5
"Hey. How are you?" I said to the ladies of the North Crescent Church of God as I pushed past them to reach Drew.
"Well," said one of them who had what appeared to be some sort of green bean concoction all up in her bun, "not great, obviously, but better than the drunk hippy in the helicopter. We were on our way to deliver meals to our shut-ins when she rammed us."
"That drunk hippy is my best friend," I countered.
"Well, drinking is evil," said Green Bean Bun.
"Yes, the stuff of the devil," said another one.
Drew stood up, clutching the kitten to his this chest. He had dirty tear trails down both cheeks.
"Well, flattening a poor kitten isn't so nice either, Lady," he said accusingly, glowering at the ladies. "Plus, you have a bunch of crap in your hair."
There was a unified Church of God breath intake.
"THAT is not a nice word, young man," scolded Beanie.
Oh, no no no, lady. Oh no you di'ent.
Just before I went all snap on them, I caught myself. I turned to Beanie and her posse.
"I think you nosey nellies need to back yourselves up out of my yard and leave my kitty-saving son alone."
"Well," said Beanie, and 14 of the 15 crossed to the opposite side of the street. The one who stayed looked about twenty.
"Ma'am, can I help you with your younger son?"
Joe?
I had put him down to help Drew.
Where was he?
Behind me Joe stood "watering" the Japanese Maple in full view of each and every person involved in this fiasco. He had quite an impressive stream. I was pretty sure Drew and I were the only ones present who would think such a thought. I watched as Joe waved to his brothers standing inside the window. I looked back to the kind girl who had offered her help.
"I've got him, but thank you," I told her. She went over to the rest.
"Joe! Come here!"
He laughed and shook his naked booty at me but for once, listened. I was still wearing the Moby Wrap, so I picked him up and tucked him inside the wrap so the cops didn't call the Department of Child and Family Services. He was heavy and it hurt my back.
"Drew," I breathed a loud sigh. "What happened?"
"Okay, I came out of the garage and I saw this kitten on the other side of the street. I looked both ways, I swear, Mom," he promised, "before I started to cross. I didn't see anybody. The kitten started to cross, too, and I looked up the hill and here came that big van going fast down the hill-"
"We were NOT going over the speed limit, young man," cried Beanie from across the road.
Drew faced her.
"Ma'am, you went air born over the speed humps right at me," he replied and turned back to face me. "I heard a horn from the other direction. It was Astrid. I grabbed the kitten but I was too scared to move. Astrid plowed right into the side of their van like they said but I think she was trying to keep them from hitting me and the kitten. When she got out of the van, she had blood all down her face and she couldn't talk so good and fell down. Dickie and Jim called 9-1-1. I stayed with Astrid."
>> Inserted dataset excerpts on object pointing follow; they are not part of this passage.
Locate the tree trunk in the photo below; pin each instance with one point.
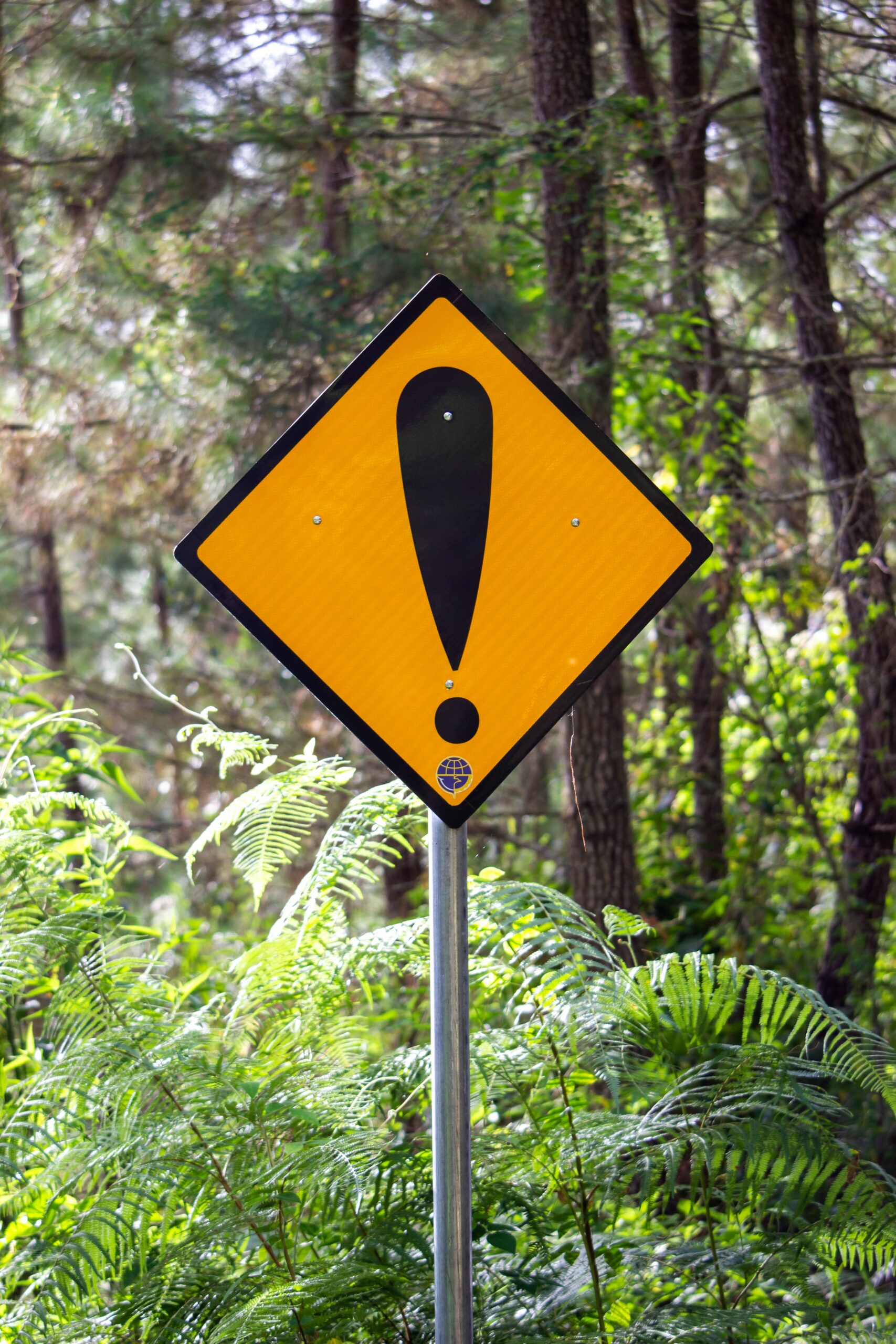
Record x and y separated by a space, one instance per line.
404 877
345 33
50 589
10 258
680 185
160 601
604 870
848 965
602 862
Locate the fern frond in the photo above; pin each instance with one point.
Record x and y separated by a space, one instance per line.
270 822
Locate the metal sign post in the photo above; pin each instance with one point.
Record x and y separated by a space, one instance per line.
450 1016
446 551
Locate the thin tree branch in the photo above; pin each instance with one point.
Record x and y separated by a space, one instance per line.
841 198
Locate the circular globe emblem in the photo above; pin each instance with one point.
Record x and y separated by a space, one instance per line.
455 774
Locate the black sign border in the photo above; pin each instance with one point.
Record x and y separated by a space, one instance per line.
186 551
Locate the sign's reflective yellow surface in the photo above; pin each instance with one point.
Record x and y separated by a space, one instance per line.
316 548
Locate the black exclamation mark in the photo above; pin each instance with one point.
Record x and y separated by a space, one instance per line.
445 448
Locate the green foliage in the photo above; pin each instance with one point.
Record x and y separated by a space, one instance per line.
242 1150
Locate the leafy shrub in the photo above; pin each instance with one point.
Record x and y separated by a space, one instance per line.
244 1153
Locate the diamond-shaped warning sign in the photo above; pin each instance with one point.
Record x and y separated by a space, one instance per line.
445 550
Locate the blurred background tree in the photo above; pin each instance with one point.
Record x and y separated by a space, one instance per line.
206 210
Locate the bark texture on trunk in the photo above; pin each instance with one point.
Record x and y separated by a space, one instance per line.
601 850
579 335
50 589
679 178
848 964
345 35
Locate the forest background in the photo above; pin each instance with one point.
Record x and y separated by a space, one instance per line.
684 212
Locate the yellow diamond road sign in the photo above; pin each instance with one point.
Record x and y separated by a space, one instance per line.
445 550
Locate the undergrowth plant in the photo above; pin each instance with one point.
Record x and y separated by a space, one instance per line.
244 1153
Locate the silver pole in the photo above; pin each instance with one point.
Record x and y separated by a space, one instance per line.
450 1015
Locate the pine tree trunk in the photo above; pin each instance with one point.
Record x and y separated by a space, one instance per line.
160 601
679 178
345 33
50 589
402 878
848 965
604 870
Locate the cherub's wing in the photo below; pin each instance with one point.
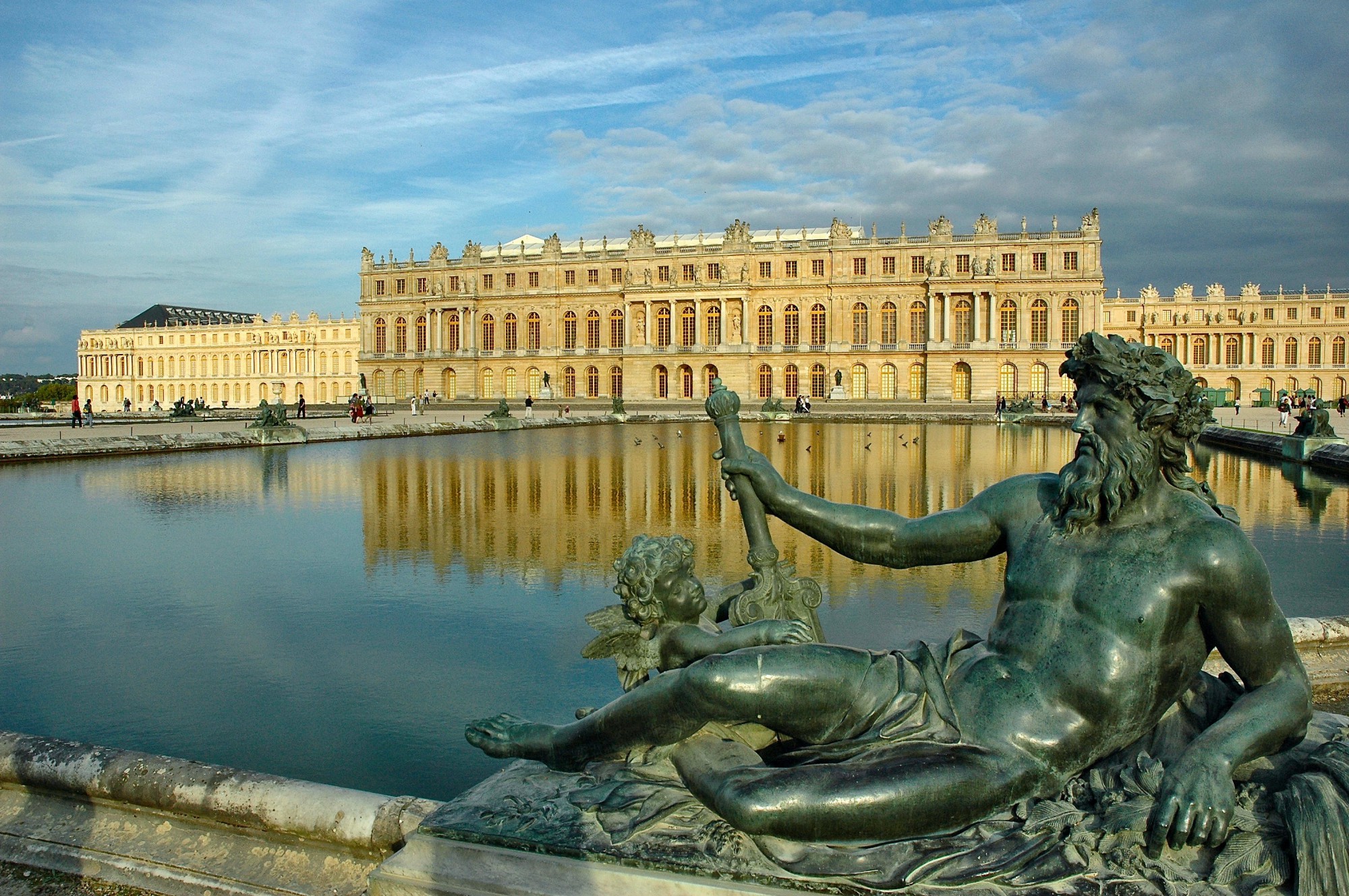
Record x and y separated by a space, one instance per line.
608 618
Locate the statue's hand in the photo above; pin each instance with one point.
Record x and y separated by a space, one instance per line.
1195 806
768 482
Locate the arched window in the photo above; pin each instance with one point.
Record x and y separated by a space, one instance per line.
1039 378
663 327
1039 322
1200 350
766 328
1070 320
963 322
532 332
453 332
961 382
818 326
570 331
918 322
593 330
890 324
1007 323
888 377
860 331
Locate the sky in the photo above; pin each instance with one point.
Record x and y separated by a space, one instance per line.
239 156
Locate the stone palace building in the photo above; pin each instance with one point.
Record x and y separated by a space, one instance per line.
774 313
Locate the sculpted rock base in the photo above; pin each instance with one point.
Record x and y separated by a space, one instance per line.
1089 839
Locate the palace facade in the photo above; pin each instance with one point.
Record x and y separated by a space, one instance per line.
1254 345
774 313
226 358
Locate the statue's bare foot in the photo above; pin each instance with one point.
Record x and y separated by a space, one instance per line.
511 737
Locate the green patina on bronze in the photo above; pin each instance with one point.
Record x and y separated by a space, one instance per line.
1008 757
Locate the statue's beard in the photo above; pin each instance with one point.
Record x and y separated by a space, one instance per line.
1099 482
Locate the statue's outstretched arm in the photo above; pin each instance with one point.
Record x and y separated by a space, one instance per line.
1242 620
973 532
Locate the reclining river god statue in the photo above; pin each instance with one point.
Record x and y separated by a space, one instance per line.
968 761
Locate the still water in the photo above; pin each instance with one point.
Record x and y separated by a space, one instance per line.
337 613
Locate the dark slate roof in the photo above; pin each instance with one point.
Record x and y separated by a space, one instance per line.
179 316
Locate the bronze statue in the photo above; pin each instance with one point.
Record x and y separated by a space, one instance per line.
1122 575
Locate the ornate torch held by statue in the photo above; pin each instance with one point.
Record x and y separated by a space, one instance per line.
772 591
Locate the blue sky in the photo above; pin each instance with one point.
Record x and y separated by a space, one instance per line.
239 156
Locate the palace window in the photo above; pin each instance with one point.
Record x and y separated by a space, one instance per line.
593 328
570 331
766 326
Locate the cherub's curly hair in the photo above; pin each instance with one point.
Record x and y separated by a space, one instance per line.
648 559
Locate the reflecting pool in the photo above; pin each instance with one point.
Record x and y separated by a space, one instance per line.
337 613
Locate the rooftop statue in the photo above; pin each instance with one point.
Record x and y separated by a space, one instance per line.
969 761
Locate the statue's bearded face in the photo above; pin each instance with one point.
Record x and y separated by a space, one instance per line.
1115 462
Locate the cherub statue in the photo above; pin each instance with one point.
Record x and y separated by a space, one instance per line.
663 621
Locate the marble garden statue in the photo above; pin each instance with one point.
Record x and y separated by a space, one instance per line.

Suddenly a stench meandered up from the Moby Wrap.
"Hey, Mama, I farted on you," Joe snickered.
A gasp from across the street accompanied by head shaking.
Drew and I laughed. The two older boys joined us after I waved to them to come out. I was having a hard time figuring everything out. So, Astrid was probably not "driving under the influence". It sounded like she had saved my son's life as most best friends would do. She very well could have been driving "without a license" because she was Astrid and was as scattered brained as I was most of the time. But the "blatant religious intolerance?" What did that even mean?
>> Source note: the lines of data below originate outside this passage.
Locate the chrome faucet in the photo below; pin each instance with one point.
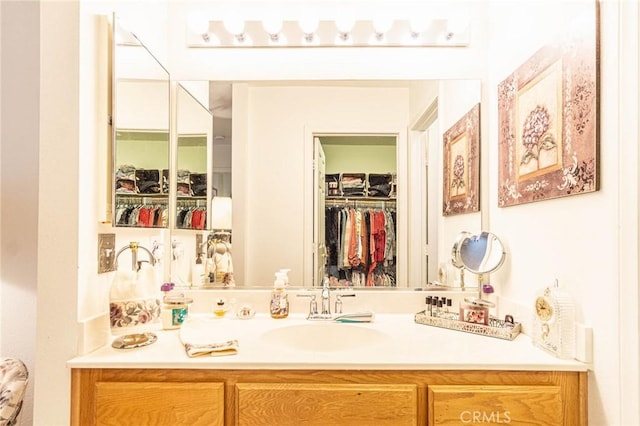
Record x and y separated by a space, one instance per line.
325 297
325 302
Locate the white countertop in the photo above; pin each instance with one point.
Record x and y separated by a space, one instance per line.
404 345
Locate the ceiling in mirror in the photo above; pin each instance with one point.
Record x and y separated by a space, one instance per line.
140 142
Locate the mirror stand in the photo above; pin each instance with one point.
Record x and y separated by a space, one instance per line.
480 300
219 260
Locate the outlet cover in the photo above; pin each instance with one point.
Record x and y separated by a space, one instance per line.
198 243
106 253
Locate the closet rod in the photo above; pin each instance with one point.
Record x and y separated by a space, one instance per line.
358 202
186 202
137 199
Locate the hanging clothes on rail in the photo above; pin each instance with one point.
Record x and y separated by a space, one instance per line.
361 245
141 214
191 217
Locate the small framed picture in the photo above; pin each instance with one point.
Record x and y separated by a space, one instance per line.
474 314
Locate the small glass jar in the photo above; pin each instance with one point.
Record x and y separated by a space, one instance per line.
474 313
175 310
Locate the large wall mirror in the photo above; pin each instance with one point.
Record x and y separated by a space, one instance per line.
141 116
194 188
278 210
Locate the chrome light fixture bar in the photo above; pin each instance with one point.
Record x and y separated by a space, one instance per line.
440 32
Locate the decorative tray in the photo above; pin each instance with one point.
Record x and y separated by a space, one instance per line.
496 328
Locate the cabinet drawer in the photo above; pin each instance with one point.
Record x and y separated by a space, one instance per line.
491 405
326 404
158 403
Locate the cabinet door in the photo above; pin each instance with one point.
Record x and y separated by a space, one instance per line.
460 404
158 403
287 404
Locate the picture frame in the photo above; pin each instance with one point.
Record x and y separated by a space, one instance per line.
461 165
548 119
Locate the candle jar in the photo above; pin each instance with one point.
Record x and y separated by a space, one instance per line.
175 310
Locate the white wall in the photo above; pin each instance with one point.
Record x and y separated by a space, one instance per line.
19 185
576 239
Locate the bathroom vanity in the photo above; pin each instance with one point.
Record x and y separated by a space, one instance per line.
293 371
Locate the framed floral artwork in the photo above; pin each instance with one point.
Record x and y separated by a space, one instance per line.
461 184
548 119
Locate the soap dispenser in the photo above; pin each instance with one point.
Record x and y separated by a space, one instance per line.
279 306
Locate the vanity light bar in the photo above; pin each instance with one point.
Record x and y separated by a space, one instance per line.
398 33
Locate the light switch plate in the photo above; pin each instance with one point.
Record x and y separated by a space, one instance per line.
106 253
198 243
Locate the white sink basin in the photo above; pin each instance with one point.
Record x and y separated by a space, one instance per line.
324 336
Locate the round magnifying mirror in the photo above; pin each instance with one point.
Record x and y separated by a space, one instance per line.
481 253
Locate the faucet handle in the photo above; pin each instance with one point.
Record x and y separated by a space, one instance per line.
339 296
313 304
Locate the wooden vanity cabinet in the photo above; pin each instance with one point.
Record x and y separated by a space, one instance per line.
326 397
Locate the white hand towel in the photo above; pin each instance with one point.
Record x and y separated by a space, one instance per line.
202 337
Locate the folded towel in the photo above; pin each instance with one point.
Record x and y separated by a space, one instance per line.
207 337
229 347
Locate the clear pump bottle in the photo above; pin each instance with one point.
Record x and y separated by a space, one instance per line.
279 306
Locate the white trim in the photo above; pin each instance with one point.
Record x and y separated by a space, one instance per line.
629 188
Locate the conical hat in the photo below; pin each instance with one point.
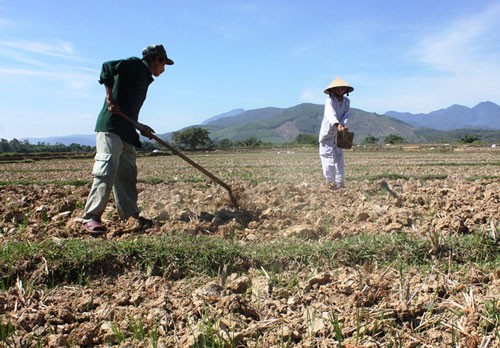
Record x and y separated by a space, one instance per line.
338 82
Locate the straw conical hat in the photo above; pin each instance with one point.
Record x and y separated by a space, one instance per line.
338 82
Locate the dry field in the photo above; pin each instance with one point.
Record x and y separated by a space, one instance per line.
407 255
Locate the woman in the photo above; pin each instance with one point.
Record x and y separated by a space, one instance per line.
334 118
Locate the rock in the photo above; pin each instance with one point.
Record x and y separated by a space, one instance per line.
238 285
260 288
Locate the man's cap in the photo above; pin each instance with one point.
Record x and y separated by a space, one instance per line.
156 51
338 82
I turned to Dickie, the oldest.
"Okay, tell me how all this happened," I asked him.
"I heard Drew yelling and came to find out what happened. Astrid was bleeding. Those ladies were screaming," he told me.
"But why the helicopter? We're like 3 minutes from 3 hospitals," I said.
Dickie looked at Jim who looked at me, very sheepishly.
"Jim?" I said through gritted teeth.
"I might have exaggerated some when we called 9-1-1," he answered.
"I heard him call, Mom," Dickie tattled. "He told them that there was blood everywhere. People crushed and laying all over the place and his brother had been run over by a church bus."
"Well, he ALmost was," Jim said and punched Dickie. "You snitch."
Officer Mangina who had been questioning the church ladies crossed the street to talk to us.
"Ma'am," he said. "I have a few questions for you and your brood."
My milk let down in fear. Thank goodness I had a flatulent, bare assed toddler hiding my leaking boobies from Mangina.